At age 31, coming off awe-inspiring stoppage wins over Hatton, Cotto and De La Hoya, Pacquiao is presumably at the pinnacle of his prime. The Filipino Destroyer’s electrifying style of speed, power and creativity have so frightened Floyd Mayweather that the normally boisterous American is insisting a refusal to compete against Pacquiao now or in the immediate future.
So what does Pacquiao do? He takes on the no less formidable welterweight Joshua Clottey. Clottey is actually more established than Mayweather at 147 pounds based on his fine showings against Zab Judah, Antonio Margarito and Miguel Cotto. Clottey was very competitive in losing close decisions to Margarito and Cotto, two dangerous former welterweight champions that Mayweather refused (or avoided) to step in a ring with.
Clottey is a superbly skilled gladiator with phenomenal stamina, offensive and defensive techniques, fighting spirit and determination, and ring intelligence. “The Grand Master” from Accra, Ghana can hold his own with the best of the best but so far in his career he has come up short from winning the big ones.

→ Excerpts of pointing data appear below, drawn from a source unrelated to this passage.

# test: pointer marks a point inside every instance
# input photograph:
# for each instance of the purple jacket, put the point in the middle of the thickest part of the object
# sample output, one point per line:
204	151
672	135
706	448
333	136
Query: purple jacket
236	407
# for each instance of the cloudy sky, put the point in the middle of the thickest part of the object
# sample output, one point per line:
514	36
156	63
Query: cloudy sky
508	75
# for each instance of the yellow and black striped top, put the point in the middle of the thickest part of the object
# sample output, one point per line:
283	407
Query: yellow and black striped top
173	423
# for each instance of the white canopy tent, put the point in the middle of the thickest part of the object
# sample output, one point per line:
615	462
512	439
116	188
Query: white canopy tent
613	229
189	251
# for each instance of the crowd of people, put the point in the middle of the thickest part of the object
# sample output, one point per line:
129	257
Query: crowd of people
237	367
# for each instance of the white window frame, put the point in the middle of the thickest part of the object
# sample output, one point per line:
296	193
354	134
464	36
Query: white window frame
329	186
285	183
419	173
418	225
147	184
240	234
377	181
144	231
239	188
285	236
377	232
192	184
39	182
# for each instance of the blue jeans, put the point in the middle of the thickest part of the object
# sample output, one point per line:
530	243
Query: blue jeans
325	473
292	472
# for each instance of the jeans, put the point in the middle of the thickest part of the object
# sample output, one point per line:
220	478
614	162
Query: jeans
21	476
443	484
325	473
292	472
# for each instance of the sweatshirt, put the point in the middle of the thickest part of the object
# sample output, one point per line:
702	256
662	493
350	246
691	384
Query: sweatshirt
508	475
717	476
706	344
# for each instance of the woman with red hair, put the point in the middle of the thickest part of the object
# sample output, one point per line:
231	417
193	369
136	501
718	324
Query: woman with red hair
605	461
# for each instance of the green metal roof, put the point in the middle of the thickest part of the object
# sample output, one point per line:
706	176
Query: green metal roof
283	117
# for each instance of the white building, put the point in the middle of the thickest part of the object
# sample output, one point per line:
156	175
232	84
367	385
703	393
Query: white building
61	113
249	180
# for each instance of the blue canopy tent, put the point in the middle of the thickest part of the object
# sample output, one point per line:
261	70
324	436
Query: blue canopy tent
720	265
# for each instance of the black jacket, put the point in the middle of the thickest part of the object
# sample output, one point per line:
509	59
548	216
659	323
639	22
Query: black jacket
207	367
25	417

Shane Mosley terms it simply as “Clottey is not a finisher.” At age 32, Clottey has plenty of experience and must know he will need to raise his intensity to a new level on Saturday night to defeat Pacquiao. The same Joshua Clottey that we saw against Cotto at Madison Square Garden and against Judah in Las Vegas will not get the job done here.
Throughout history there have been many excellent fighters like Clottey who just could not quite get to the top of the mountain. Some that come to mind are Andrew Golota, Harold Johnson, Jerry Quarry, John Mugabi, Ike Ibeabuchi, among others. But then there are others like veterans Jersey Joe Walcott and Marvin Hagler who overcome earlier blown opportunities to finally achieve the career-defining victory in style.
Clottey is the kind of quality, experienced fighter who is that close to stepping over the precipice to greatness. It would not be a shocker if Clottey were to put it all together and outbox and dominate the naturally smaller man in Pacquiao while blocking and absorbing Pac’s blindingly lethal combinations. It all depends on who wants this victory more, who hungers and needs it more. At this point in time, you have to favor Pacquiao based on his past performances and another immeasurable factor – the magical inspiration and motivation he receives from the millions of Filipinos around the world.
The general consensus pick of course is Pacquiao to win here by decision or late stoppage. But Clottey is formidable enough to make it not only a competitive and exciting battle but also potentially one that could bring sadness to an entire Asian island Republic of the Pacific Ocean.